Week 4 Flashcards
Define Multicollinearity
High correlation between at least two independent variables.
When a (multiple) regression model has a multicollinearity issue, what happens? (3)
The goal of a multi-regression model is to measure the marginal effects of one independent variable on the dependent variable following the ceteris paribus assumption (all other variables remaining constant).
When 2 independent variables are highly correlated (such as age and experience), this also means that they move together.
This means there is no opportunity to disentangle their effects. The individual effect becomes obscured.
How do you detect a multicollinearity problem? (2)
- Check correlation coefficients: Use a correlation matrix for all independent variables (to detect if there is a correlation between independent variables)
○ If the correlation coefficients > 0.7 –>
Signal multicollinearity (more cautious:
0.5) - Variance inflation factor (VIF)
○ Measures the linear association between IV and all the other IV’s.
Describe the Variance Inflation Factor (VIF)
Variance inflation factor (VIF):
Measures the linear association between IV and all the other IV’s:
§ Quantifies the severity of multicollinearity
§ VIF varies takes a value of 1 and above (no upper limit)
§ VIF value shows the percentage the variance, inflated for each coefficient
–> i.e. VIF of 1.7 -> Variance is 70% bigger in the data, compared to no multicollinearity.
How do you detect multicollinearity with a correlation matrix?
○ If the correlation coefficients > 0.7 –> Signal multicollinearity (more cautious: 0.5)
How do you detect multicollinearity with the results from the Variance Inflation Factor (VIF)? (3)
- No Multicollinearity:
- VIF = 1 –> No correlation between a given IV and other IV’s in the model.- Moderate Multicollinearity:
- VIF between 1 and 5 –> Not severe, no need to pay special attention.
- Severe Multicollinearity:
a. Cautious: VIF > 5
b. Less cautious: VIF > 10
Multicollinearity is likely a problem in the regression model and can effect your estimates.
- Moderate Multicollinearity:
How can you deal with multicollinearity? (3)
- Increase sample size - however, may not be feasible
- Drop one of the variables that causes the problem
- First estimate the model with one variable, then with the other –> Important to consider how dropping the variable may impact the study.
- Transform the highly correlated IVs
- Log transformation (if collinear relationship is non-linear or exponential)
○ Can be checked with VIF before and after - Create a composite variable, combine collinear IVs.
- Log transformation (if collinear relationship is non-linear or exponential)

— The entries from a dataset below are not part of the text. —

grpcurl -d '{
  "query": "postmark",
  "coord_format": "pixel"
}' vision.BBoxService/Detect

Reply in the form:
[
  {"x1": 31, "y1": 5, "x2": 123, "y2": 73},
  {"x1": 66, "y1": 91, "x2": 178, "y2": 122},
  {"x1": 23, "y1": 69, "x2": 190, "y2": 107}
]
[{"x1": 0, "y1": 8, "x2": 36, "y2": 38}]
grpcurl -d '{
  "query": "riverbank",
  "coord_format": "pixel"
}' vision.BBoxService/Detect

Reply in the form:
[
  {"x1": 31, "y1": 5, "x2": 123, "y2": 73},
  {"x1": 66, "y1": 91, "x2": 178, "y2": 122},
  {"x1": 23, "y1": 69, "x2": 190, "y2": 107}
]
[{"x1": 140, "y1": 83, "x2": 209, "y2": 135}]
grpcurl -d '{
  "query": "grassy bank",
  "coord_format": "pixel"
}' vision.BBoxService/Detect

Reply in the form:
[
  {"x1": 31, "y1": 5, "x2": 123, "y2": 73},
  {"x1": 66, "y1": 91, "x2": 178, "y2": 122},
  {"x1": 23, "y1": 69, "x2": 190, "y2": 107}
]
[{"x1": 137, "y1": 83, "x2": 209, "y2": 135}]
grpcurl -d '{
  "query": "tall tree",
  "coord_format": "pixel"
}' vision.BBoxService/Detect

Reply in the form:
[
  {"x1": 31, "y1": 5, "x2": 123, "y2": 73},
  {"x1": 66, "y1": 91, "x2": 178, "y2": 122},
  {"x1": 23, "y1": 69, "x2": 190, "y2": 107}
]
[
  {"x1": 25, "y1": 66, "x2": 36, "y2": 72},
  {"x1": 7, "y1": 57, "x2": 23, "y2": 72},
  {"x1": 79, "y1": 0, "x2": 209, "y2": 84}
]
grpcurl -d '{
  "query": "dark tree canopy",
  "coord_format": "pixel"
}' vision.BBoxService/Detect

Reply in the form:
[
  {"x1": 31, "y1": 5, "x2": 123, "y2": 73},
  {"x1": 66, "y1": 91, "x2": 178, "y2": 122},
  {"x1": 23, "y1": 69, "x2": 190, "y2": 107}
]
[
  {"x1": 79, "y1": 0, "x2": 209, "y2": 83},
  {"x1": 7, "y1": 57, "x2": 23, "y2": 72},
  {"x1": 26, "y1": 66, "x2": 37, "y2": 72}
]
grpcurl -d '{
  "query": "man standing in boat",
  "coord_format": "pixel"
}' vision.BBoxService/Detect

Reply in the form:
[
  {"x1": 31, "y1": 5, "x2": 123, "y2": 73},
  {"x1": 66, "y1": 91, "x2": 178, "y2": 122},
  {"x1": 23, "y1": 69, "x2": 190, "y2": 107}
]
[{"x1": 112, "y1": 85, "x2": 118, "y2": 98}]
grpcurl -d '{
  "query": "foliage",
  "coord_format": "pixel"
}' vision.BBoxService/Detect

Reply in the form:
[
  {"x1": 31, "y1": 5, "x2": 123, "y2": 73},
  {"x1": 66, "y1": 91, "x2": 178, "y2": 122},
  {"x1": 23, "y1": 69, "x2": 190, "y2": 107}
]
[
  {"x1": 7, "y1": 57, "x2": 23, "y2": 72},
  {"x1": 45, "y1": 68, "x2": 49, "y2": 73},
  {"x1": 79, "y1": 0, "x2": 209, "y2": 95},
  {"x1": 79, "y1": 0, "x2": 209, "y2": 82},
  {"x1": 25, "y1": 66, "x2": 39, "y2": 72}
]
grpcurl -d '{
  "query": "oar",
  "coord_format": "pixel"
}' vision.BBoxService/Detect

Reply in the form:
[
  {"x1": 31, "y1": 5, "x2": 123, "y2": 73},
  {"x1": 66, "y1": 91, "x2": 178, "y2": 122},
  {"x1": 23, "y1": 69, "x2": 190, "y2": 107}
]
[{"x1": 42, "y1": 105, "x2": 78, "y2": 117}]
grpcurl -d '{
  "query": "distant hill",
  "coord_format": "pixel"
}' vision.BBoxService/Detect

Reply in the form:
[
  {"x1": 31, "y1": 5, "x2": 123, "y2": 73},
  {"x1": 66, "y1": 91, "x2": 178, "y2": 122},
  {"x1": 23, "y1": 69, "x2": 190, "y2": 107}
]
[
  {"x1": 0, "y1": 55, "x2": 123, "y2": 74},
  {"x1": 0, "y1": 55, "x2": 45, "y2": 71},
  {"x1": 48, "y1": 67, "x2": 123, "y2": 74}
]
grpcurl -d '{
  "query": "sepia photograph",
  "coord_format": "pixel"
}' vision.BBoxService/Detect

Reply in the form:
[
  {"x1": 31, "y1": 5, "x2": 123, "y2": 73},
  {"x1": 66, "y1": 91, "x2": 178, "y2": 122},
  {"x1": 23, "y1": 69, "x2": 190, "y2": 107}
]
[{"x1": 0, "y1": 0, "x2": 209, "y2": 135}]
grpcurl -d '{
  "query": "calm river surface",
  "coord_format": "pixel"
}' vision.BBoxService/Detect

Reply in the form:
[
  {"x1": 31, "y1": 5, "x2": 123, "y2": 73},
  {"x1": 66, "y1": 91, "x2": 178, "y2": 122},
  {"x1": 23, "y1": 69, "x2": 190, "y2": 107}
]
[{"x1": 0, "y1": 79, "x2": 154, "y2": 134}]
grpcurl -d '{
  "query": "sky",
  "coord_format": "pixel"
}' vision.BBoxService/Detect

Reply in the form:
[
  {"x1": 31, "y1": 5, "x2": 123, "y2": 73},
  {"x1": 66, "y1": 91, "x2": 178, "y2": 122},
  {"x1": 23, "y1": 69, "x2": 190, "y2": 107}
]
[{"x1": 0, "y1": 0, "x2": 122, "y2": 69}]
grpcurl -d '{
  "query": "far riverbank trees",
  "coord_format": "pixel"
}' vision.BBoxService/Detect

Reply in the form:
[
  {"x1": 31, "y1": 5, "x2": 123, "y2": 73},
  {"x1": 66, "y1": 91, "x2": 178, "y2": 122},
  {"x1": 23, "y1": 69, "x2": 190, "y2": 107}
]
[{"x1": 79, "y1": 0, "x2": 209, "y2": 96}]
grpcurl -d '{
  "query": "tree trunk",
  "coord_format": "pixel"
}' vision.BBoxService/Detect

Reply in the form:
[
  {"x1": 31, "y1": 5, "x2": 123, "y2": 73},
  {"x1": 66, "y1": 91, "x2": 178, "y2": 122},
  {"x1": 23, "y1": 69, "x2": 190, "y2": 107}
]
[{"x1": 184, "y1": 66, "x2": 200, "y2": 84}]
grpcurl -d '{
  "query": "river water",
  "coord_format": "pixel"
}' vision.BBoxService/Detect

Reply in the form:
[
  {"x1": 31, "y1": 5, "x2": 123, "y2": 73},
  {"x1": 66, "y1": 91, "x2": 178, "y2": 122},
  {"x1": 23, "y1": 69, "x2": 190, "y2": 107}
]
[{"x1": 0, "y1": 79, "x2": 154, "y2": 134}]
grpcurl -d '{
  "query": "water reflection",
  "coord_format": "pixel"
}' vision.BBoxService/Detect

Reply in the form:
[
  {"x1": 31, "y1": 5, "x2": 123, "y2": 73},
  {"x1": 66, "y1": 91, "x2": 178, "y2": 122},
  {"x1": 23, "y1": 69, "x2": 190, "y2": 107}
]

Describe what a composite variable is:
- A composite variable is one which is made of two or more variables which are highly correlated conceptually or statistically.
OLS assumes homoscedasticity. Define homoscedasticity (2)
- Variance of the error term is constant over various values of the IVs.
- Dispersion of the error remains the same over the range of observations
Define heteroscedasticity (3)
- The error term does not have a constant variance.
- Variance changes in response to a change in the value of IV’s.
- Dispersion of the error changes over the range of observations.
What are some issues when using OLS with heteroscedasticity? (4)
- OLS assumption (of constant error variance) violated.
- Biased standard errors
- Unreliable t-statistics
- Unreliable significance tests
–> misleading conclusions about significance.
How can we detect heteroscedasticity? (3)
- Breusch-Pagan test
- White test
- Scatterplot of residuals (for each independent variable)
How can you deal with heteroscedasticity? (3)
- Transform the dependent variable (doesn’t always work)
- Use weighted regression
- Each observation is weighted
- Observations with a higher variance get a lower weight in determining the regression coefficients.
- Use ‘robust; standard errors
- Adjusts the OLS standard errors for heteroscedasticity.
What is Reverse Causality?
When pursuing a study, we usually assume that changes in the dependent variable are caused by changes in the
independent variable(s). However, reverse causality occurs when the dependent variable also causes a change in the independent variable.
(This is a form of endogeneity)
How can you account for Reverse Causality? (5)
- Have a model that is well-grounded in theory
- Explain the mechanism with strong reasoning behind the “how” and “why”
- Acknowledge possible endogeneity issues
- Use lagged independent variables
- Advanced econometric techniques to mitigate endogeneity.